Owner/Cook: “Hey, I’m [Cook], the owner of [Cafe]. What can I do for you?”

Me: “Hi, [Cook]. I just wanted to give you a couple pieces of friendly advice. If you run out of pastrami, don’t sub ham without asking. It wasn’t a big deal for me, but my wife is allergic and it could have been a serious situation. If you burn fries, own it, and remake them before the customer sees it. If you get a reputation for trying to slip things in ‘unnoticed’ and only fixing them if someone complains, you will go out of business. In a cafe, your food needs to speak for itself, and if you have to redo things all the time because of simple mistakes like burning the fries, you won’t last long. I’m not after anything; I ran my own business for years, and I just want to see other small business owners do well for themselves. And this wasn’t exactly a gold star for you. However…” *points to waitress* “She was your saving grace. Whatever you are paying her, she deserves a raise because she was on point during our whole visit. If she hadn’t been so polite and helpful, I might have just left and let you stumble along.”

Owner/Cook: *shocked look on his face* “I… I… You’re right. I’m sorry. You nailed it on every point. I ran out of pastrami, and didn’t feel I had time, so I fudged it. I burnt the fries but thought I might be able to get away with it, cause they weren’t black. Thank you for calling me on the carpet.
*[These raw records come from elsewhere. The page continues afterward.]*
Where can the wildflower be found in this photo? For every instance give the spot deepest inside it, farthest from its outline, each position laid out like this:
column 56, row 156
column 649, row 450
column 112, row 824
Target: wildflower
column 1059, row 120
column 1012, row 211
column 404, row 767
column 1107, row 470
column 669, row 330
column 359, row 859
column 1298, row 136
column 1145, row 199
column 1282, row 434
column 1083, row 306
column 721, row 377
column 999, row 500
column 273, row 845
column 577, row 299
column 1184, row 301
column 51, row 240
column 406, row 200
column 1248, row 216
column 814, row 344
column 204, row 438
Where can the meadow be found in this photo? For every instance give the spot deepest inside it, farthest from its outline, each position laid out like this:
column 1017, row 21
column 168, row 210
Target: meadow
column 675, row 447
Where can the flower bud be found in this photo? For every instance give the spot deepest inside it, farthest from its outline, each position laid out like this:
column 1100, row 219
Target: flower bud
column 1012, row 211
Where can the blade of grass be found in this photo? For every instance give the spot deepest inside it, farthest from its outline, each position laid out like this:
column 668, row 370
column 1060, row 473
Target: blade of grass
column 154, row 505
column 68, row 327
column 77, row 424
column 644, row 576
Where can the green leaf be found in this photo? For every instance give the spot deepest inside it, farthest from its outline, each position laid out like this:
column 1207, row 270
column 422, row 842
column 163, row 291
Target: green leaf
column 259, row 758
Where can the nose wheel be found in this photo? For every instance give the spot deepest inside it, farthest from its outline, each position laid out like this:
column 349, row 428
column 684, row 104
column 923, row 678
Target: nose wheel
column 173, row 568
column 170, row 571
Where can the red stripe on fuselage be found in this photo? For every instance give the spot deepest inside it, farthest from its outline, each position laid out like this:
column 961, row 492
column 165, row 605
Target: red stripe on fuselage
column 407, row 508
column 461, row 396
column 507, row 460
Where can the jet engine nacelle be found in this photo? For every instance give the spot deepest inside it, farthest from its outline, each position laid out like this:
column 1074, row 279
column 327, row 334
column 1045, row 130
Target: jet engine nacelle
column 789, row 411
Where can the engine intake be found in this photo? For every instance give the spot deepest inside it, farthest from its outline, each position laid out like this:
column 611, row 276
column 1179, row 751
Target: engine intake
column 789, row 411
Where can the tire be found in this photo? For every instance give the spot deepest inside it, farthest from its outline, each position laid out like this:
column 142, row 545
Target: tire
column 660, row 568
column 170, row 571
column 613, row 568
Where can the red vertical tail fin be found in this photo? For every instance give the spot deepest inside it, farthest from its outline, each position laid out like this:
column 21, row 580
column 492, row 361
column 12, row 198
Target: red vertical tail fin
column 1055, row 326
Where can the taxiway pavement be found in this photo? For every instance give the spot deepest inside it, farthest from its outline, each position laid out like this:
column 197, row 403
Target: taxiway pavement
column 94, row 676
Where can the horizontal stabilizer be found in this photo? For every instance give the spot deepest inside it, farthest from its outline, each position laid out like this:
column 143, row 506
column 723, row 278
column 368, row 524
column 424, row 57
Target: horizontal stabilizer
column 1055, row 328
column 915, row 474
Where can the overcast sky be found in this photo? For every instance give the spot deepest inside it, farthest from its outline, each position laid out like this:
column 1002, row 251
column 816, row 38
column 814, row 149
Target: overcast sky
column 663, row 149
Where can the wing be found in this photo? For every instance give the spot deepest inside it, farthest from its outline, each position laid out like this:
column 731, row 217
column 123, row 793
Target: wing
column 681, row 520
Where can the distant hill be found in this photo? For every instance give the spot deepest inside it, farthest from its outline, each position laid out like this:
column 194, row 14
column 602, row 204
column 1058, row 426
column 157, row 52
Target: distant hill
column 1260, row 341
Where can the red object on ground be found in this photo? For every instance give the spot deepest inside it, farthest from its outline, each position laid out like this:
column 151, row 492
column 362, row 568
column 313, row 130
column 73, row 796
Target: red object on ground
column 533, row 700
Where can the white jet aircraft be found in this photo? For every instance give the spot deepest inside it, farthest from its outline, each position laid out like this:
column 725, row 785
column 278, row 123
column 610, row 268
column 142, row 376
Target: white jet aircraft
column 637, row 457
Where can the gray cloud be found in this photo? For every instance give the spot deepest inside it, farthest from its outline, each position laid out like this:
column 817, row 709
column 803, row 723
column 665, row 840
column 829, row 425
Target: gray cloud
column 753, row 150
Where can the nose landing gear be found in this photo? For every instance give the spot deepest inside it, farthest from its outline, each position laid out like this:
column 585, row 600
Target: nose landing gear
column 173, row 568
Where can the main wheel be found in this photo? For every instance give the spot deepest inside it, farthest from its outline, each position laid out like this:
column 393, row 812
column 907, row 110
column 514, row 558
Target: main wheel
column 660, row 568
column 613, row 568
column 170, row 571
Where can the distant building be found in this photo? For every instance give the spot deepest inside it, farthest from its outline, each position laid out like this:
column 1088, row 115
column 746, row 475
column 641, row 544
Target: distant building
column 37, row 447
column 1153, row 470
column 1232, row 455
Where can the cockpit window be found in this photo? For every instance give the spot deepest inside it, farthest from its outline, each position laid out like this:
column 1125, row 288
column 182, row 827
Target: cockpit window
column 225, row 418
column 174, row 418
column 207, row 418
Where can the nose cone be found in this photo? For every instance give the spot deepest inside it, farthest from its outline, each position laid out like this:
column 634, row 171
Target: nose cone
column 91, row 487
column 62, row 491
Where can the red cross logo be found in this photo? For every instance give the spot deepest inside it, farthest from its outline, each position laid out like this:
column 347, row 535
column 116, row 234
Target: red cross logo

I really appreciate you taking the time to say something polite and that you showed an interest in my business, not just your own lunch. [Waitress], their meal is on me.”

Me: “As I said, I’m not after anything in this situation. We both ate our food, and have already paid.”

Owner: “No, not good enough! [Waitress], go reverse the charge on the card!”

(She walks away.)

Owner: “I already pay her more than any of my other staff because she is the best. But you’re right, she probably deserves more.”

Me: “Well, why don’t we forget the reversal of charges and you can give the whole cost of the meal to her as a tip directly?”

(Before he can answer, the waitress returns with a reversal slip.)

Owner: “Too late. It’s on the house!”

(We chat with him for another ten minutes and enjoy it. As we stand to leave I pull the cost of the meal in cash out of my wallet and leave it under my water glass. As I walk out past the waitress:)

Me: “I left a little something on the table for you.”

Waitress: “Thank you so much for talking to the owner. I’ve never seen him react like that with anyone before. He usually gets upset!”